Heavy MetalRock

Shaman volta à ancestralidade

Ascensão meteórica, sucesso estrondoso, separação precoce, uma legião de fãs saudosistas e uma festejada volta aos palcos. Muitas bandas já viveram esse enredo, um eterno ir e vir na história do rock. Desde setembro, a Shaman se propôs a reviver este enredo. A formação original da banda nascida em 2002 e que vendeu 500 mil cópias com seu CD de estreia, “Ritual”, sobe neste domingo (2/12) o palco do Hub – RJ para executar na íntegra os dois primeiros álbuns do quarteto. “Por anos a gente vinha recebendo mensagens das pessoas pedindo a volta da banda e esses pedidos foram aumentando. Após alguma conversa, decidimos fazer um show, inicialmente um só, em São Paulo. Os ingressos esgotaram em dois dias. Fizemos mais uma data e vieram pedidos de agenda para outras cidades. A notícia deste concerto despertou uma curiosidade dos fãs tradicionais e de gente mais nova que nunca viu a banda ao vivo”, explica o guitarrista Hugo Mariutti.

Mas será que este retorno para uma bateria de shows significa um retorno definitivo ou, pelo menos, um novo projeto em 2019? “Por enquanto é isso. Só estamos pensando em fazer os melhores shows possíveis, retribuindo esse carinho dos fãs”, desconversa o músico, citando o entusiasmo da plateia nas cidades em que a banda já se apresentou nesta mini turnê.

E não é só a plateia que está apreciando a nova fase. Nos bastidores, o astral está em alta, revela Hugo. “Desde o primeiro ensaio, a gente sentiu a energia de voltar a tocar junto, aquele entrosamento de saber onde vão cair as pratadas, o baixo… É emocionante ver o público cantar tudo”.

Projeto além dos limites musicais do Angra

A história da banda começa quando André Matos (vocal), Luis Mariutti (baixo) e Ricardo Confessori (bateria) deixaram o Angra e uniram forças num projeto que desejava ampliar as fronteiras musicais abertas pelo mítico álbum “Holy Land” (1996). Estamos falando de algo que se convencionou chamar de prog metal, um power metal marcado por influências melódicas do rock progressivo, da world music e até da tradição sinfônica. Divergências musicais e pessoais levaram André, Luis e Ricardo a sair da banda original. Irmão de Luis, Hugo viria a juntar-se ao novo grupo que ganharia o nome de Shaman que, de certa forma encarnava a essência do novo projeto.

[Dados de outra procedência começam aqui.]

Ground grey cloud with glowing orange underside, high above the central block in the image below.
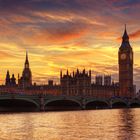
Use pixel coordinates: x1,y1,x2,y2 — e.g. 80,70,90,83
26,22,89,45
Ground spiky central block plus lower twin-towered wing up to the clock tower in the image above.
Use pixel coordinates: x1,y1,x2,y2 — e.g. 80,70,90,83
60,69,119,98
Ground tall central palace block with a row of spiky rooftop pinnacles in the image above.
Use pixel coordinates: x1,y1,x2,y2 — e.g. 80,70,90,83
60,69,91,95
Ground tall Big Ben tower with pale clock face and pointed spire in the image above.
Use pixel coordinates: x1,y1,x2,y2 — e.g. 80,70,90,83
118,26,134,98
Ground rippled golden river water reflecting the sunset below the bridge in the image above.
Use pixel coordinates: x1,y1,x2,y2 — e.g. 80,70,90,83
0,109,140,140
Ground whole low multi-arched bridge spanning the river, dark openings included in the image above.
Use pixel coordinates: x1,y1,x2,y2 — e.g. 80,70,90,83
0,93,140,111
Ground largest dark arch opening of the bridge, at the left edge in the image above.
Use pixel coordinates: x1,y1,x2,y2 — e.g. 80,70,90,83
0,98,39,112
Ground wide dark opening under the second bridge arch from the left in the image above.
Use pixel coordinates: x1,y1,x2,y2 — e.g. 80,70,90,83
45,98,81,110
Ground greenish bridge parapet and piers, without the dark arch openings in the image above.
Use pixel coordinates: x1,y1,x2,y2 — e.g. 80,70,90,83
0,93,140,110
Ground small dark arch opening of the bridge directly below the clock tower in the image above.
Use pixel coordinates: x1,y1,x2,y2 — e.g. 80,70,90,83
111,98,128,108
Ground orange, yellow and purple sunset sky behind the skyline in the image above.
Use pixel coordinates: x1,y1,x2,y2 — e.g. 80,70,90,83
0,0,140,87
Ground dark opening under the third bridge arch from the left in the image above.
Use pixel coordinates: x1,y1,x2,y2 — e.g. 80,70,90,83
86,99,109,109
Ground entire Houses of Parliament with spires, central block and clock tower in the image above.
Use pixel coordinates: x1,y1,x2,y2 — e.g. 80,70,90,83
0,27,136,98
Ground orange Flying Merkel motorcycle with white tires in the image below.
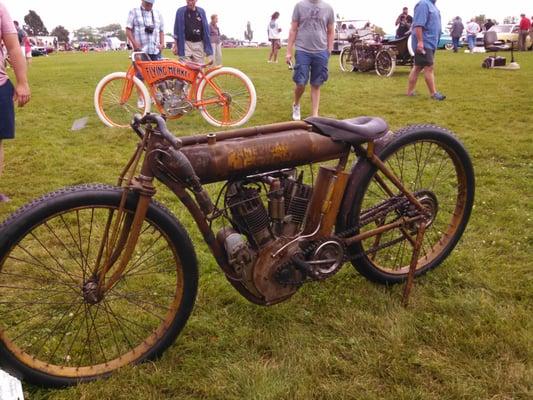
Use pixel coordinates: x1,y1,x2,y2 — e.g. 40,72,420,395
94,52,257,128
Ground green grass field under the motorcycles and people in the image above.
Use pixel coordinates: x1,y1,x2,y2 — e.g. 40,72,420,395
0,49,533,400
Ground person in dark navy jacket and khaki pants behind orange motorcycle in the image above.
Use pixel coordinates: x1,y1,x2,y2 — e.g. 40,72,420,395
174,0,213,63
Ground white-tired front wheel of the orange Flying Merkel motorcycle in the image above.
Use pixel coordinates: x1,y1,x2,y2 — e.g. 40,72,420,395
94,72,151,128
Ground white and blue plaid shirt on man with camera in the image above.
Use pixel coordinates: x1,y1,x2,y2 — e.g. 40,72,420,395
126,7,164,54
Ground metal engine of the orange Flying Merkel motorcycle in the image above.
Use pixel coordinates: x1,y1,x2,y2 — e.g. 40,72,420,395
154,79,194,117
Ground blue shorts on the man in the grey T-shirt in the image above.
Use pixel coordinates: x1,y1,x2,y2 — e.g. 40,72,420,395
292,50,329,86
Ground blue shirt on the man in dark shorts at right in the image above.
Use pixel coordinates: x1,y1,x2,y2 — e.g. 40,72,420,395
412,0,442,50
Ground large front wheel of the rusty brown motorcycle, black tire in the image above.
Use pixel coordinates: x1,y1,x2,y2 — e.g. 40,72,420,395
0,185,198,386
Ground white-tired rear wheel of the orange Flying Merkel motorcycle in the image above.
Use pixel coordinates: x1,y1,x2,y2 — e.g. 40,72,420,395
196,67,257,127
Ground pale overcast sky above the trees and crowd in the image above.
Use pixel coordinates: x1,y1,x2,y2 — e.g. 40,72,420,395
4,0,533,41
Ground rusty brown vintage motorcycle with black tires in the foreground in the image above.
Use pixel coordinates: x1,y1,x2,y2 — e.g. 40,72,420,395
0,114,474,386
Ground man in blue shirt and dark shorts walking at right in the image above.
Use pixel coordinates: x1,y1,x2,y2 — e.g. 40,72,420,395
407,0,446,100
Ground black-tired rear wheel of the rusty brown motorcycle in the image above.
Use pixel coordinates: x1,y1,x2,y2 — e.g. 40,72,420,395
342,126,474,283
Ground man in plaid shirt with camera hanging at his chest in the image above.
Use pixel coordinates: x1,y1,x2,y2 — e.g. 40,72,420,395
126,0,165,61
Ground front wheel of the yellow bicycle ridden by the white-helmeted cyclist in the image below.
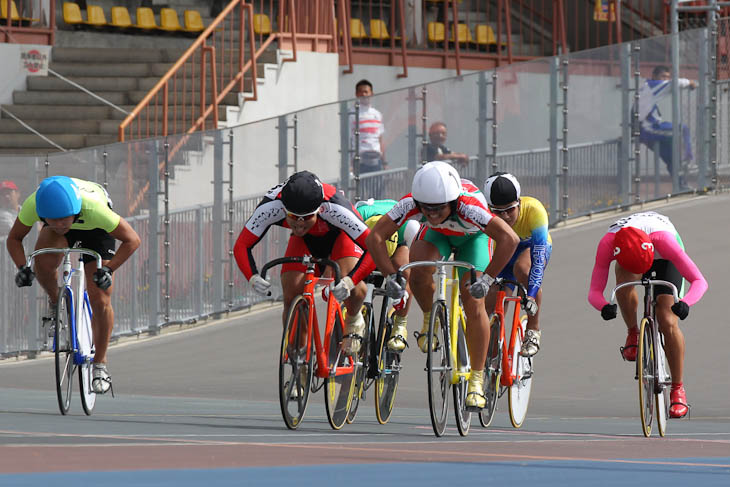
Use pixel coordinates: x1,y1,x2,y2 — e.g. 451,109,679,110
426,301,451,436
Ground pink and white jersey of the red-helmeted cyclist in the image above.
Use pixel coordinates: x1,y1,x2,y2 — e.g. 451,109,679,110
588,211,707,311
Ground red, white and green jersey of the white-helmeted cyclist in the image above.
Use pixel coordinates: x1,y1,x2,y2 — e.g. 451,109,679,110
387,179,494,236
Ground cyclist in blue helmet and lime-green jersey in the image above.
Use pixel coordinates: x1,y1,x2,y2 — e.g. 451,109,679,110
7,176,140,394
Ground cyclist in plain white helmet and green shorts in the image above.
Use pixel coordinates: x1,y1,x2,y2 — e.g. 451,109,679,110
366,161,519,408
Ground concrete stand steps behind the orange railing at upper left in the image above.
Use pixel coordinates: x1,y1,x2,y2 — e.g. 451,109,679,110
0,0,264,154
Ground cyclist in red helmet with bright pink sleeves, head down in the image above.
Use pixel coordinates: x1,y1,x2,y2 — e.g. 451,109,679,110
588,211,707,418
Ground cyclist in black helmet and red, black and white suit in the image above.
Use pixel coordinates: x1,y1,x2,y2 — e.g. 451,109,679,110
233,171,375,354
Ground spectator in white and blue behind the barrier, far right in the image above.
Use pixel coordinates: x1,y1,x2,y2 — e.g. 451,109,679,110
639,66,697,184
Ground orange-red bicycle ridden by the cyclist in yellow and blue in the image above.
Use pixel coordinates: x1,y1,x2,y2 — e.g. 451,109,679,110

Recheado de teclados, violinos e flautas indígenas, “Ritual” foi um estrondo de vendas, sucesso de crítica, uma simbiose perfeita entre uma seção rítmica acelerada, o peso das guitarras e um vocal potente mesclado a uma sonoridade ora tribal ora romântica, o que pode constatado na lírica “Fairy Tale”, uma trova medieval com introdução em coro, vocal solo, piano, flauta e violino que antecede uma potente balada – o legítimo cartão de visitas de como uma banda de metal pode atingir estados de sublime musicalidade mesmo que a elevados decibéis. Confira, abaixo, uma empolgante apresensentação do hit em concerto da Shaman em 2013.

CD/DVD RituAlive atingiu enorme sucesso

Durante todo 2003, a Shaman estava entre os primeiros colocados em vendas de álbuns. A banda gravou na ocasião um show ao vivo no Credicard Hall com a participação de vários convidados especiais, como Tobias Sammet, Marcus Viana, Andi Deris, Sascha Paeth, George Mouzayek e Michael Weikath. O show foi lançado em CD e DVD, intitulado RituAlive – considerado um dos melhores e mais bem produzidos DVDs já gravados no Brasil, repetindo o sucesso da versão de estúdio.

O segundo álbum, “Reason” (2005) não repetiu na ocasião o mesmo resultado do trabalho anterior por representar uma incursão na sonoridade mais pesada, menos melódica, uma espécie de metal-raiz. Mixado na Alemanha pelo produtor Sascha Paeth e gravado no Brasil por Phil Colodetti, o CD era uma tentativa confessa de devolver o sentimento e espírito do heavy metal dos anos 80. Acabou se tornando o álbum derradeiro da formação original da banda que começou a se desfazer a partir da saída dos irmãos Mariutti em 2006. Com novos músicos, o grupo ainda gravaria dois trabalhos de estúdio e um ao vivo sem arrancar os mesmos elogios de crítica embora mantivesse a acolhida dos fãs. A segunda formação seguiu até 2014 até seu fim definitivo. Ou não, como se vê agora.